Plasmas could have many practical uses, including plasma torches that cut through steel like butter (which Gekelman used in making LAPD), weigh no more than a pencil and may eventually be used to destroy toxic waste; devices that instantly destroy chemical and biological weapons such as anthrax; improved computer chips; devices into which garbage can be thrown and recycled; and perhaps for generating a clean and unlimited supply of energy in the future through fusion — the energy source of the sun.

“We are doing pure research on fundamental issues such as understanding how heat and energy are transported through a plasma, and learning the structure of plasmas, but the payoff could be tremendous,” Gekelman said. “Understanding these fundamental issues could help enormously with designing and building better devices, including, perhaps, a better fusion reactor. Until we understand the fundamental science of plasma physics, it is like trying to cure a brain disease without knowing what part of the brain is involved. Transport, for example, is one of the factors preventing fusion from being a reality. If scientists understood transport, we could design more efficient fusion devices.”

Hydrogen bombs are plasma, and after the first hydrogen bomb was exploded, scientists realized an unlimited supply of energy could be tapped if we can control fusion, Gekelman noted. Efforts to do so in the 1950s failed, he said, because attempts to force enormous amounts of energy and enormous magnetic fields into small regions of space achieved not temperatures and conditions needed for fusion, but rather a violent, unstable plasma. Plasmas stick to magnetic fields and ride them like a cowboy on a bronco. The electrically charged plasma tore itself apart before fusion could occur.

“The problem,” Gekelman said, “was we didn’t understand plasma physics, and to a large extent, we still don’t.”

Plasmas are very odd. Remarkably, the temperature in a plasma within a magnetic field can differ tremendously in different directions.

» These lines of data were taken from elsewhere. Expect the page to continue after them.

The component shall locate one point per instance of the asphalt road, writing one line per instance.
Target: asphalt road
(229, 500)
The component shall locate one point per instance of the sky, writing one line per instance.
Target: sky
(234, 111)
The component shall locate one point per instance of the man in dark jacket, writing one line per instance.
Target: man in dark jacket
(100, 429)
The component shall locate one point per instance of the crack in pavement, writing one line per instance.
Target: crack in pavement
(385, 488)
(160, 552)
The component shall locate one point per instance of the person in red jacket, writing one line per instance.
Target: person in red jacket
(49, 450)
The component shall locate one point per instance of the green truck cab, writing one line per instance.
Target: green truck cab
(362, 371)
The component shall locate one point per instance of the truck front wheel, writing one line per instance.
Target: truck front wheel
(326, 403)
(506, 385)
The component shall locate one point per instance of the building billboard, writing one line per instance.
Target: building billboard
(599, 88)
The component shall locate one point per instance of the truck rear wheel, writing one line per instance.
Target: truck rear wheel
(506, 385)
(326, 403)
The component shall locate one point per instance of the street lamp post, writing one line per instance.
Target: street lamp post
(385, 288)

“Looking one way from one particular spot, it could be a million degrees, while looking another way it could be only a thousand,” Gekelman said. “An analogy would be your face is at a million degrees and your shoulder is freezing.”

As they move through oscillating plasma, superheated and energized plasma waves can transform themselves and can change the properties of the plasma.

The Earth is too cold for plasmas to exist here naturally. “Plasmas start above the Earth’s atmosphere; a few hundred miles up, it’s all plasma,” Gekelman said. “From then on out, the whole solar system is filled with plasma.”

The Department of Energy and the National Science Foundation have initially funded the facility for five years. The predecessor to this machine was funded by the U.S. Navy. In addition to the $4.8 million to fund the UCLA national user facility, Gekelman’s research team has been funded $600,000 annually from the Department of Energy and the U.S. Navy to support their own research.

Gekelman, who has conducted research in plasma physics since earning his Ph.D. in 1971, built several earlier, less sophisticated devices for studying the behavior of plasmas.

Gekelman’s team includes research scientists Jim Maggs, David Leneman and Steve Vincena; technician Marvin Drandell; and Karen McBride, associate director of the Basic Plasma Science Facility.

In addition to conducting research and teaching, Gekelman has built the country’s only plasma physics laboratory for high school students, with funding from another DOE grant. Students and their teachers from some two dozen Los Angeles-area high schools conduct plasma physics experiments in this laboratory. Any high school can participate.

“The high school students use the same techniques we do, the same software and much of the same equipment (but not the new LAPD),” said Gekelman, who has worked with high school students in his lab for several years.